Part of the issue’s potency is that even if insider trading cannot be legally proven, the perception that lawmakers have access to information before the public and Wall Street is enough to summon the worst caricatures of a corrupt politician. In September, The New York Times reported that out of the 183 current senators and representatives who reported stock trades and other financial maneuverings, more than half of them sat on committees that potentially allowed access to early information about companies whose stocks they reported buying or selling. Among those with potential conflicts of interest were 29 Republicans in the House and 15 in the Senate.
Several Republican congressional offices did not respond to the Prospect’s request for comment.
In 2006, Reps. Louise Slaughter (D-NY) and Brian Baird (D-WA) drafted the first version of the STOCK Act following allegations of insider trading from the year before against a top House aide, and another against the then–Senate Majority Leader, Bill Frist. It would take until after President Obama’s re-election for the bill to be passed. And for the issue to regain momentum, it took the most nakedly corrupt examples of trading practices by former Georgia Sens. David Perdue and Kelly Loeffler, who dumped stocks before the economy crashed at the onset of the COVID-19 pandemic.
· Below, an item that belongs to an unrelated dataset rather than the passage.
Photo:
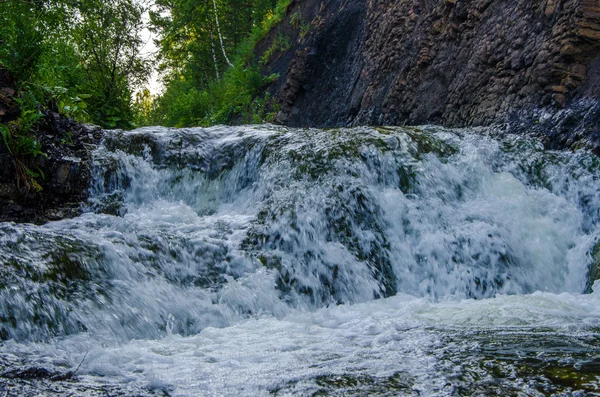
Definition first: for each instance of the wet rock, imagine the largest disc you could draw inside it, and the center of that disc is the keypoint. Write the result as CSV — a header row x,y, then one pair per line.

The issue is far from leaving the public’s consciousness. As an example of the absurdity of it, there are now two ETFs, NANC and KRUZ (referencing Pelosi and Sen. Ted Cruz), that follow how members of Congress are trading. And at a Sunday rally in Arizona for gubernatorial candidate Kari Lake and Senate candidate Blake Masters, former President Trump told the crowd, “Look at [Pelosi’s] stocks. I mean, she did better than Warren Buffett.” He continued: “And now she doesn’t want to change it, where they’re allowed to get inside information.”